Educational change is needed as well to inspire students and trainees to pursue clinical discovery research. Clinical discovery includes the translation of laboratory science to clinical care, as well as the clinical epidemiology and health services research that was “invented” by academic general internal medicine. Ironically, despite its leadership in developing these fields, which constitute the basic science of clinical practice, doctors practicing internal medicine have not succeeded in integrating these research achievements into either clinical education or clinical care. Health reform goals of decreased cost and improved outcomes depend on leadership from the field of internal medicine for advances in clinical discovery research that also advance human health. Without these commitments to innovation in education and research, health care reform will exchange improved access to care for worsening costs and quality.

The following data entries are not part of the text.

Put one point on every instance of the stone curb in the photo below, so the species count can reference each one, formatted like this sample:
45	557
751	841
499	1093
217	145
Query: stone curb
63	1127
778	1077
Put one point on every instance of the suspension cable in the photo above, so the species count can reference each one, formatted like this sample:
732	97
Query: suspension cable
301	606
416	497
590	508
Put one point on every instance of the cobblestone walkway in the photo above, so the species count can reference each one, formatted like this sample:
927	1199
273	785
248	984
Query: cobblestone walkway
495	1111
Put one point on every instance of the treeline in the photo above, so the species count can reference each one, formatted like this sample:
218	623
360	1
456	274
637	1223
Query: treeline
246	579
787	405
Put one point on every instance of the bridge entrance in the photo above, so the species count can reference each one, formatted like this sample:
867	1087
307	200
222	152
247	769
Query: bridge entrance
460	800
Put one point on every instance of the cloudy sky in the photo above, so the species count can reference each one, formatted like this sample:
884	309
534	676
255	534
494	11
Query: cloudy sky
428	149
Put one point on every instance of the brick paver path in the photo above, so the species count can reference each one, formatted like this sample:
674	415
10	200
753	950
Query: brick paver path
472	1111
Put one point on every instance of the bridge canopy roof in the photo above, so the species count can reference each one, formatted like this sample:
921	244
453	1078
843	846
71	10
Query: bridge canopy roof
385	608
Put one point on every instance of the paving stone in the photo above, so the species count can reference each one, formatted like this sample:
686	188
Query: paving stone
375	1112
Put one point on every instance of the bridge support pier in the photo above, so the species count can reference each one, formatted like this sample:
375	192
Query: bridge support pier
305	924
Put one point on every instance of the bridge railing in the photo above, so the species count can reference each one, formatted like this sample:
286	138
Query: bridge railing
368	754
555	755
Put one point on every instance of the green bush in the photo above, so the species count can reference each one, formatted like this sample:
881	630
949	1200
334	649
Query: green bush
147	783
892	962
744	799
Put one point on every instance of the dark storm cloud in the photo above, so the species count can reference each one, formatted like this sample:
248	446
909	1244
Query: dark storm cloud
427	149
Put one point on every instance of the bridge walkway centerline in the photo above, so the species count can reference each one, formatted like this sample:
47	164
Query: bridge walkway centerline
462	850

In health care reform, government has responsibility for ensuring access to medical care for all Americans. Neither further policy analyses nor additional legislative actions will be sufficient to achieve either improved patient outcomes or diminished medical care costs. Achieving these goals is the responsibility of the profession of medicine. Internal medicine will need to lead in this effort by once again promoting effectiveness and efficiency as the hallmarks of medical care. In doing so, internal medicine will also have crafted a new and renewable social contract that holds the promise of delivering at last on our duty to always put the public interest ahead of our profession’s self-interest.